В голосе женщины появились веселые нотки. Девочка поняла, что ее дразнят, и ей это вовсе не понравилось.
— Бехира, — ответила она мрачно, представив многоногое существо с грозным туловищем змеи, хищной крокодильей головой и широкой пастью, полной острых, полупрозрачных зубов. — Он пойдет за нами, и останется в засаде. Когда твой муж будет проходить, выскочит, и откусит ему…
— Ногу, — быстро вставила мать, подозревая, совершенно справедливо, что девочка нацеливала бехира несколько выше.
— Ногу, — согласилась девочка, поскольку потеряла интерес к воображаемому мщению. В глазах матери появилась настороженность, а ладонь опустилась на небольшой амулет, висевший в ложбинке на ее горле. Мать осторожно отняла руку от амулета.
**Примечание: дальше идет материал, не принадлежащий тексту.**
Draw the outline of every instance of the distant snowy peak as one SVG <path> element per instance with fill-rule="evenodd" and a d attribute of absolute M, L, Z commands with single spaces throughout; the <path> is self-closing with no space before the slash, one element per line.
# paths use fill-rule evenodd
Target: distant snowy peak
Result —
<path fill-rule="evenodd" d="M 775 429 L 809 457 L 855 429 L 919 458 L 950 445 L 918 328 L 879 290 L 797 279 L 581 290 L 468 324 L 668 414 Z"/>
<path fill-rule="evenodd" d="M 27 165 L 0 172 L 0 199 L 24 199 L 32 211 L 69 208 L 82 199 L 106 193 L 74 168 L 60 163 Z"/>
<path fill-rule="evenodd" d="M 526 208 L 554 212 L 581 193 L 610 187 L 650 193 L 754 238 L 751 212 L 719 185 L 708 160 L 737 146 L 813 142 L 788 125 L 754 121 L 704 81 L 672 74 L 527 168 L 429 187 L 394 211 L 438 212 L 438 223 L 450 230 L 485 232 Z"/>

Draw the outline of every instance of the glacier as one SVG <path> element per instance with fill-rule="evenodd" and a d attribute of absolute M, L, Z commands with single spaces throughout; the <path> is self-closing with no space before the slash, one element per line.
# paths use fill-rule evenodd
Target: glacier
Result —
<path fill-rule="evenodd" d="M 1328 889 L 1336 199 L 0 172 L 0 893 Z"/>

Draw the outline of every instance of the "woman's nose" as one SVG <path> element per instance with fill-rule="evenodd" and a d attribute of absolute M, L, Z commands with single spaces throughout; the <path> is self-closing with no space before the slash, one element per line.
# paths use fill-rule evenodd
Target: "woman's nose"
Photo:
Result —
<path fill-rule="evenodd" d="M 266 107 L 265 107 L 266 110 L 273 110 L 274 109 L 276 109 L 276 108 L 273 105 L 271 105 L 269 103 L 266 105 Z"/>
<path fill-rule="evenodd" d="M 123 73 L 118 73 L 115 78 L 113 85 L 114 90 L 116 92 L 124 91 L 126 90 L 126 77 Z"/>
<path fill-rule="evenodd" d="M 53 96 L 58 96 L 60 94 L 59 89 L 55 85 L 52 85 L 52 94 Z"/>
— Твои волосы такие гладкие и так сияют! Ты слишком хороша для сна. Почему бы не пробежаться по крышам, поищем еще открытую таверну? Будут пирожки и сладкое вино, а если найдется бард, то я спою. И вызову для тебя сильного зверя. Бехира, дракона — кого пожелаешь.
Неискренняя веселость голоса не обманывала ее, как и подкуп в виде скачек по крышам. Хотя ни одна из них не произносила этого вслух, малышка понимала, что скрытые пути для них безопасней улиц. Она быстро подтянула ремешки на мягких кожаных башмаках. Поскальзываться опасно — можно упасть прямо в руки мужа матери.
— Я готова, — объявила она.
Мать распахнула ставни и подняла ее на выступ за ними. Девочка прижалась к стене и стала огибать строение, ступая уверенно, как лемур.
Что-то в нескольких улицах к востоку притянуло ее взгляд. Щупальце магии, такой могучей, что ее глаза различали ее как зеленоватое свечение, извиваясь, тянулось к ним.
Сквозь нее ударила молния, чуть не сбросив с карниза.
Тзигона удивленно нахмурилась. Ничего такого не происходило с девочкой, которой она была, и никогда прежде ей не снилось. Второй удар, неожиданно карниз исчезает, а она летит вниз.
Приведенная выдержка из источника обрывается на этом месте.